Secondly, being born with a sin nature does not negate an "age of accountability" which is what Winman and I are talking about. As with other doctrines like the Doctrine of the Trinity, which is not specifically spelled out, there is an age of accountability that, though not specifically spelled out, is established in biblical writings.
People are accountable for their response to the witness of God in creation -- as Paul's excellent treatise in Romans 1:18-32 establishes -- and also to the witness of God in the Bible and in the person of Christ.
Acts 17, NASB
30 "Therefore having overlooked the times of ignorance, God is now declaring to men that all people everywhere should repent,
31 because He has fixed a day in which He will judge the world in righteousness through a Man whom He has appointed, having furnished proof to all men by raising Him from the dead."
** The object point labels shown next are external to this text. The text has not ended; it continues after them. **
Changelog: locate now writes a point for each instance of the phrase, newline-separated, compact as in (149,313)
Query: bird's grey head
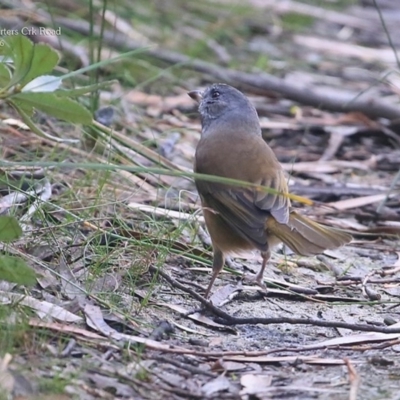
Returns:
(223,104)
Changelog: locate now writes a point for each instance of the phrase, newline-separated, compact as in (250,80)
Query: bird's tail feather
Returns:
(307,237)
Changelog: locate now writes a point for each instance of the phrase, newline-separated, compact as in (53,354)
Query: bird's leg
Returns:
(259,277)
(218,264)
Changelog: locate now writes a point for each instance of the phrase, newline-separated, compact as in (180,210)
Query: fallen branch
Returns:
(230,320)
(261,83)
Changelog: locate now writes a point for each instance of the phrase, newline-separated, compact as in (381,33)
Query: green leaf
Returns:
(9,229)
(43,61)
(35,129)
(21,51)
(5,75)
(63,108)
(14,269)
(84,89)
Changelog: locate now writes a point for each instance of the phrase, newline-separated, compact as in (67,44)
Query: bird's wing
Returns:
(245,209)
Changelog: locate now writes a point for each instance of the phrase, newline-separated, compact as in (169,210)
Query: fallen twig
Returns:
(228,319)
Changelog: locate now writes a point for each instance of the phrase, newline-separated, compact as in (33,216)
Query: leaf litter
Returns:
(98,331)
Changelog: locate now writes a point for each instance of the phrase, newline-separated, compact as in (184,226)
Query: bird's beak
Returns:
(196,95)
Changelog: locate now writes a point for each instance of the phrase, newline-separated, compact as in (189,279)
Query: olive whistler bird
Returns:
(242,219)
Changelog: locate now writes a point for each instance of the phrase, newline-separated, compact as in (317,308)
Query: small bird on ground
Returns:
(242,219)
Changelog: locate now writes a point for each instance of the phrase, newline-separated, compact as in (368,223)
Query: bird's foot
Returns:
(257,279)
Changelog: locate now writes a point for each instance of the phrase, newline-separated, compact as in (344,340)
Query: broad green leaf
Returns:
(9,229)
(63,108)
(35,129)
(5,75)
(44,60)
(14,269)
(43,83)
(21,51)
(83,90)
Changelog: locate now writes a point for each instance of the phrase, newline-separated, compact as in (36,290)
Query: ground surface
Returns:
(121,256)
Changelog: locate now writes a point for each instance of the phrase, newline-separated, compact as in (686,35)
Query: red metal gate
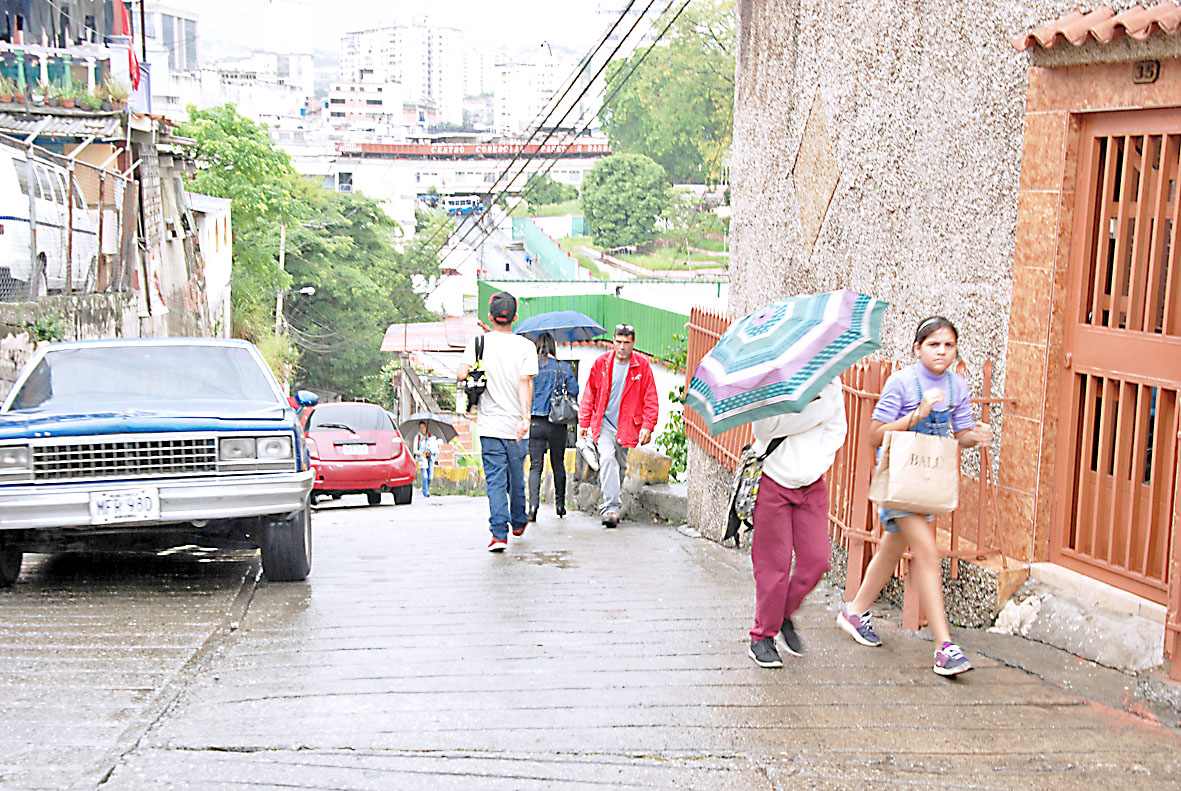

But second, since that response is based on one’s ability to comprehend and respond to the message, a person becomes personally accountable when he or she reaches a point where they have the spiritual and mental faculty to grasp the issues. This does not mean they are not sinful, it does not mean they do not have a sin nature with which they were born. It only means that they have not reached a place where they can understand.
Children reach an age of knowing right from wrong much earlier than they learn and can conceive of the need for a Savior who is Christ the Lord. Around four, five, or six years of age, children know what behaviors are expected of them and what behaviors will get them in trouble with mom, dad, grandparents, brothers, sisters, sitters, teachers, etc. Knowing there is no hope for them to escape the inherent nature within them without Christ is still years away.
My own kids committed to Christ at the age of eight. I know of children who made that decision even earlier, though I'm not convinced anyone younger than nine or ten, frankly, is fully capable of comprehending the need for Jesus Christ in their lives, and I believe more are much older. The Jewish age of accountability -- when a boy becomes a man and a girl a woman -- is 13. Like the biblical age of leadership being established at 30 years, I believe that "age of accountability" as traditionally held by the Hebrews is very accurate, though maturity comes still later in life. There has to be a level of understanding, an ability to be convicted of sin, before one can make a decision for Christ. So this "age of accountability" has a two-fold aspect: Knowing right from wrong, and knowing there is nothing we can do about it.
While having the first without knowledge of the second may not make one accountable, it does make one feel guilty. That is when the search begins for righteousness, though of course no one that young understands that word. But it is, nonetheless, what they are looking for, and will continue to seek. When they realize there is something specific to be seeking, that is when they have become accountable.